S4 onto S3 Visualisation

A web app I created to aid in visualising the surjective map from $S_4$ onto $S_3$. It can be found here:

https://dylanjohnston.github.io/S4ontoS3visualisation

The repository is made up of three main parts:

./GIFs directory

This directory contains 24 .gif files, each of which is an animation showing the action of an element of $S_4$ on the vertices of a regular tetrahedron.

animations.py

This Python file contains the code used to produce the 24 animations. It works by defining a $3$d linear transformation $T$ representing the action of each element of $S_4$. Then, a path from the identity to $T$ is defined via $(1-a)\text{Id} + aT$. Each "frame" corresponds to a value of $a \in [0,1]$. The animation is created by finding the image of the tetrahedron under an evenly spaced sample of points along this path and stitching them together using matplotlib.animation.

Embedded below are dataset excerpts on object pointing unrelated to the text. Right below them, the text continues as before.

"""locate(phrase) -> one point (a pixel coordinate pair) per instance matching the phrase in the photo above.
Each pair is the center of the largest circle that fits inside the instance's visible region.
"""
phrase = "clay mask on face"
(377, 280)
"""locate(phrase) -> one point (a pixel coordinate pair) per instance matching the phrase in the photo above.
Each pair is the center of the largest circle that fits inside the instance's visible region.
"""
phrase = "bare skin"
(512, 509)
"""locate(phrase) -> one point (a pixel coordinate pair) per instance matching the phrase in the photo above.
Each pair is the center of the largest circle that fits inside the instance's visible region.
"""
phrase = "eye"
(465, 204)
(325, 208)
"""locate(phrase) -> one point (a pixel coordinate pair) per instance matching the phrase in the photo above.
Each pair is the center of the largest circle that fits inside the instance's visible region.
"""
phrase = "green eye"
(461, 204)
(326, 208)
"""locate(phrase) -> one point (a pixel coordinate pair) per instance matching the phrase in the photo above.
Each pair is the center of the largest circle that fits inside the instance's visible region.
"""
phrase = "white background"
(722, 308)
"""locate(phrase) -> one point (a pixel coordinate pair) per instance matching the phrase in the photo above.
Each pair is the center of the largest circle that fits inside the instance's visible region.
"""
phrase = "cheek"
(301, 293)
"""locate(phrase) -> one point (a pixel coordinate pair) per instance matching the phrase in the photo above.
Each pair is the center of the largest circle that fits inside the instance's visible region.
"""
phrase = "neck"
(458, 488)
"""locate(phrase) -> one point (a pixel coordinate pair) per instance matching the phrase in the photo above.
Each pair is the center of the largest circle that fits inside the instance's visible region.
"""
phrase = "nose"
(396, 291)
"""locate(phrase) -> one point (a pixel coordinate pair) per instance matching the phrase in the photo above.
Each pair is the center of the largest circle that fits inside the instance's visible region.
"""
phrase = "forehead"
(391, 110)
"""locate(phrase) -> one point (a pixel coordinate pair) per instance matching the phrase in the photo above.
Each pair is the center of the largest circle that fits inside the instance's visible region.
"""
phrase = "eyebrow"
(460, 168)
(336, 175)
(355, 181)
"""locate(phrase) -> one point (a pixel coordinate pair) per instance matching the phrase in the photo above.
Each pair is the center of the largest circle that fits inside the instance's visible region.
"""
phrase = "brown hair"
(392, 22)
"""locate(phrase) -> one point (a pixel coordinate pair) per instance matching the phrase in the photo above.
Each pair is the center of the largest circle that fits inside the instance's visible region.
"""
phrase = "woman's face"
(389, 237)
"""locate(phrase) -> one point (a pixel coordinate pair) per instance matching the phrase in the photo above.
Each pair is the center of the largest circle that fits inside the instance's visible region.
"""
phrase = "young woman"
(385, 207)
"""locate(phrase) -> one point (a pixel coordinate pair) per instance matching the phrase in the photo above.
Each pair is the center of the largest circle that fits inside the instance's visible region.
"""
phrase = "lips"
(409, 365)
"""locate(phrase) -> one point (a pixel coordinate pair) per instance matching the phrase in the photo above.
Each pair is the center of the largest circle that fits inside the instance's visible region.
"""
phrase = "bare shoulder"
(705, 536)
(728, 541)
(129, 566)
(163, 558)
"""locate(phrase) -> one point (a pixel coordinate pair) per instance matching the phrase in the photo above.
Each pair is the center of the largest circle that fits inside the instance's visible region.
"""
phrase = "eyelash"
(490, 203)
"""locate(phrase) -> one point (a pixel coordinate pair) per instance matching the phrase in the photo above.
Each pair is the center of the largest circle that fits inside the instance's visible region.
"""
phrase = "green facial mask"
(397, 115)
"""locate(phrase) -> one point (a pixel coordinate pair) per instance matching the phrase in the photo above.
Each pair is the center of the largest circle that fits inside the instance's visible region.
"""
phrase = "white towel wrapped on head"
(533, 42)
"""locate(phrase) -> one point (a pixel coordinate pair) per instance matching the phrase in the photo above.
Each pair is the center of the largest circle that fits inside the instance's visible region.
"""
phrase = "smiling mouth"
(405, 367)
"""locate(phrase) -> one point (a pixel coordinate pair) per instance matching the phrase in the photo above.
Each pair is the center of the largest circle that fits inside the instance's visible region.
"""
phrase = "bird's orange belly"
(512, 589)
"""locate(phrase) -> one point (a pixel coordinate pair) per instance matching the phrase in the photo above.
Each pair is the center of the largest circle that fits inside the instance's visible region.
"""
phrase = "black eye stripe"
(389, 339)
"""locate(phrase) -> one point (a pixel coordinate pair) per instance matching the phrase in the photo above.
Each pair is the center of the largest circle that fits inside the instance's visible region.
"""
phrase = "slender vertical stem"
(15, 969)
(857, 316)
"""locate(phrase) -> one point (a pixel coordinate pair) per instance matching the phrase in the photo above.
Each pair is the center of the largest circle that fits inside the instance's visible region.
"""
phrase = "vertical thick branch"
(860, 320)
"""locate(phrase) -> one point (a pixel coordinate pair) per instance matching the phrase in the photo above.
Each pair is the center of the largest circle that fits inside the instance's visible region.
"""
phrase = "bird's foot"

Another fun problem was determining whether edges should be drawn using solid or dotted lines. This was accomplished using linear algebra and concepts involving convex hulls. Roughly, each face of the tetrahedron defines a plane, and each point along an edge defines a line passing through the camera's position and the point. The intersection of this line and the plane was found, and it was then checked if the intersection point lay on the face. This was done using some theory involving convex hulls and linear programming. If a sample point along a given edge produced an intersection point lying within the convex hull, the edge was considered hidden and was drawn using a dotted line.

The web files (HTML, JS, PNG)

The JS is used to dynamically update the $S_4$ elements throughout the webpage based on the notation type selected. Further, once an element of $S_4$ is selected, the JS script updates the animation being displayed, the image of the element under the map, and the explicit descriptions of the elements (i.e., describing where the elements send each member of the acted-on set).